Jantungku berdebar kencang membayangkan bagaimana sikapnya dan sikapku nanti saat kami sudah bertemu. Aku takut. Akankah dia mengusirku sebelum aku sempat mengungkapkan perasaanku?

Dan, ini menjadi kenyataan.

Setelah bersusah payah mencari letak perusahaan Uchiha, aku akhirnya bertemu dengannya. Dia terkejut melihat kedatanganku di sini. Dia heran dan meminta penjelasanku setelah menarikku masuk ke dalam ruangannya.

"Kenapa kau ke sini?"

Aku hanya diam hingga membuat dia menggeram kesal.

"Jawab sebelum aku mengusirmu, Sakura."

Nah, benar, kan? Dia mau mengusirku. Buru-buru kujelaskan alasanku datang ke sini menemuinya.

"Aku merindukanmu."

Kalimat pembukaku itu sontak membuatnya lebih terkejut.

"Jangan menghindariku lagi seperti ini. Aku mohon.. aku.. aku rindu. Aku tak tahu apa yang terjadi pada diriku. Yang jelas ku rasa aku.." Mataku terpejam merasakan jantungku berdebar cepat ditatap seintens itu olehnya.

"Aku mencintaimu."

Akhirnya kalimat itu keluar dari mulutku.

Onyxnya lagi-lagi memancarkan keterkejutan. Kubalas dengan emerald penuh keyakinan, dia malah menarik senyum mengejek.

"Secepat itukah perasaanmu berubah? Dulu kau mencintai Naruto dan kini berbalik mencintaiku. Apa kau tak berpikir jika semua itu hanya semu?"

Semu? Kupikir tidak. Aku sudah memikirkan baik-baik perasaanku. Dan, ini nyata.

"Perasaanku tidak berubah secepat itu. Kandasnya hubunganku dengan Naruto pun sadar atau tidak, kau juga ikut andil di dalamnya."

"Maksudmu?" Dia menaikkan satu alisnya tidak terima, namun aku memilih tidak menjelaskan.

"Butuh 8 tahun lebih aku mulai meyakinkan diriku untuk kembali membuka hati. Dan, itu bertepatan dengan hadirnya kau yang kembali datang dalam hidupku."

Kulihat dia hanya menatapku dalam diam. "Kau datang dengan kondisi terpuruk kehilangan ibumu, yang mana ibumu adalah ibu peri penolongku saat aku kecil dulu."

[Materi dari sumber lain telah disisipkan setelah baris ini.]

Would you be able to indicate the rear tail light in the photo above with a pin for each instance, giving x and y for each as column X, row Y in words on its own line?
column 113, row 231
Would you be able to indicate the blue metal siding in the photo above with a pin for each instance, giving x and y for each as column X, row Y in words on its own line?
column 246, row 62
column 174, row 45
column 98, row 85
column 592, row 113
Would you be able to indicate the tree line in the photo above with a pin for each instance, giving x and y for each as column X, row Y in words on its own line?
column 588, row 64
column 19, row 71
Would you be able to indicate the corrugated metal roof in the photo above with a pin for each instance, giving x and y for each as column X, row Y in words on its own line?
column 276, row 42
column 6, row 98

Aku mulai terisak mengabaikan dirinya yang terkejut ingin menyela. "Aku ikut sedih. Aku merasa bersalah. Ibumu sangat berjasa untukku tapi aku tak bisa membalas menolongnya. Lalu aku bertekad ingin membalas jasanya dengan cara lain. Yaitu membuatmu keluar dari keterpurukan. Awalnya niatku seperti itu, tapi hatiku sungguh sesak melihatmu sedih seorang diri, tanpa ada yang menemani. Aku ingin merengkuhmu. Aku ingin meraihmu. Aku ingin--"

"Hentikan semua omong kosongmu!"

Aku terkesiap mendengar bentakannya.

"Percuma kau lanjutkan karena aku tidak mempercayaimu."

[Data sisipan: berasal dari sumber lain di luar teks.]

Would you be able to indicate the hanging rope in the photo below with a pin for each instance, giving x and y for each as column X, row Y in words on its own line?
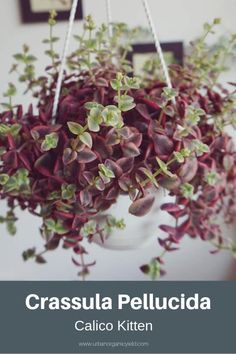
column 109, row 20
column 109, row 17
column 63, row 59
column 157, row 43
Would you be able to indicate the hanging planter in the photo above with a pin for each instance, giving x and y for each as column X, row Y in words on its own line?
column 112, row 137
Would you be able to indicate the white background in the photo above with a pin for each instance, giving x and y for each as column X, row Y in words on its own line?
column 175, row 20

Dia membalikkan badan seperti ingin menyembunyikan ekspresi wajahnya. Dengan cepat, aku menggeleng.

"Aku bersungguh-sungguh!"

"Cih, kau ada bukti?" Sesaat kemudian, dia kembali menghadap padaku. "Kau berani membuktikannya padaku?"

Huh? Dia tidak mendengarkanku, ya? Apa sebuah ucapan belum bisa membuatnya percaya? Apa kedatanganku ini belum bisa membuktikannya?

"Baik, akan kubuktikan."

Dia langsung menyeringai setelah aku memberikan jawaban seperti itu. Kurasakan sinyal berbahaya saat onyxnya mulai menggelap.

"Berikan hal berhargamu padaku maka aku akan percaya padamu."

Hal berhargaku? Memang apa? Mobil? Perhiasaan? Uang? Jam tangan?

Pasti tidak.

Dia tak mungkin menginginkan hal semacam itu. Lagipula dia orang kaya yang bisa membeli barang berkali-kali lebih banyak dan mahal.

Ku bertanya lebih spesifik padanya, dia tak menjawab. Tiba-tiba--

Brugh!

Dengan cepat, dia menghempaskan tubuhku di atas sofa. Emeraldku melebar saat tahu apa yang dia inginkan tatkala dia menindihku.

Aku berusaha melepasakan diri, tapi gagal. Bibirnya telah menawan bibirku.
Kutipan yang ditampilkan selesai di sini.